But in the wider criminal law, the trend has been away from this dual function, despite its effectiveness in specialist areas. Police investigations were split from prosecutions in the 1985 Act that led to the setting up of the Crown Prosecution Service.

Unfortunately for the image of the Serious Fraud Office, it was established in 1988 in deliberate violation of the movement towards separation of functions. From the start that put the SFO in an uneasy position, attacked as much for alleged inroads on civil liberties as for its record.

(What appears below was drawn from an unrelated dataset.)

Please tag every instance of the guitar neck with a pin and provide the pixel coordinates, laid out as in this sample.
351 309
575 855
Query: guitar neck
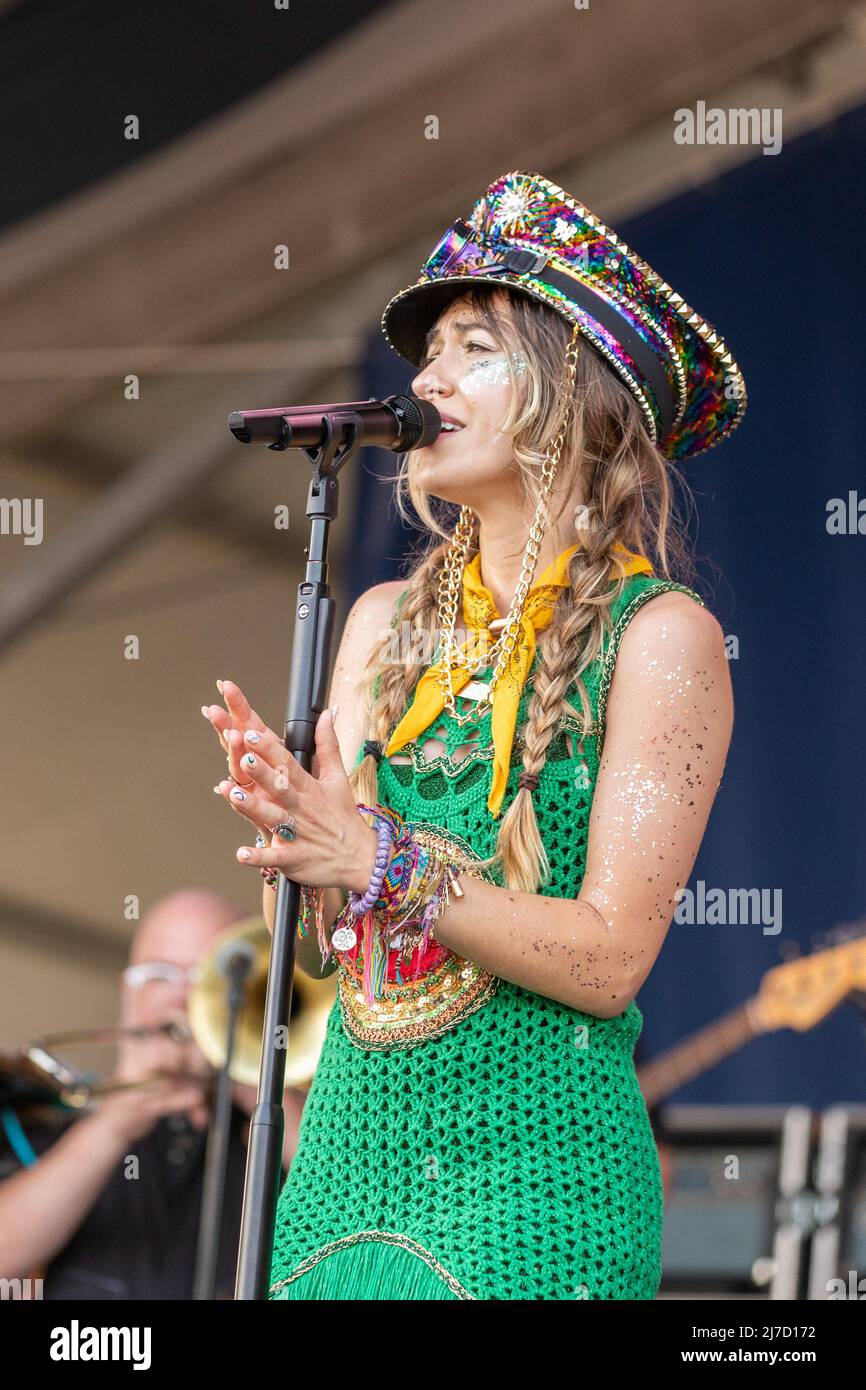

But it now looks as if, far from abolishing the SFO to punish it for a few high-profile problems, the Government is sensibly leaning in the other direction. One of the favoured options in a review now under way is to hand the SFO some of the bigger fraud cases of the Crown Prosecution Service. The SFO's powers to compel witnesses to answer questions could be applied to a larger number of cases, without new legislation.

The review was recommended by the Royal Commission on Criminal Justice, which said the same body should investigate all cases of serious and complex fraud. The SFO, with its workload dropping - because fraud is linked to the economic cycle - favoured taking on just the bigger CPS cases.

Certainly, the argument for a special agency with extra powers to fight complex frauds has not been undermined by the fracas over the Nadir case. It would be particularly silly to abandon the SFO experiment after only five years. The sensible thing is to make it work better, and that means improvements in court procedures as well as in the SFO itself.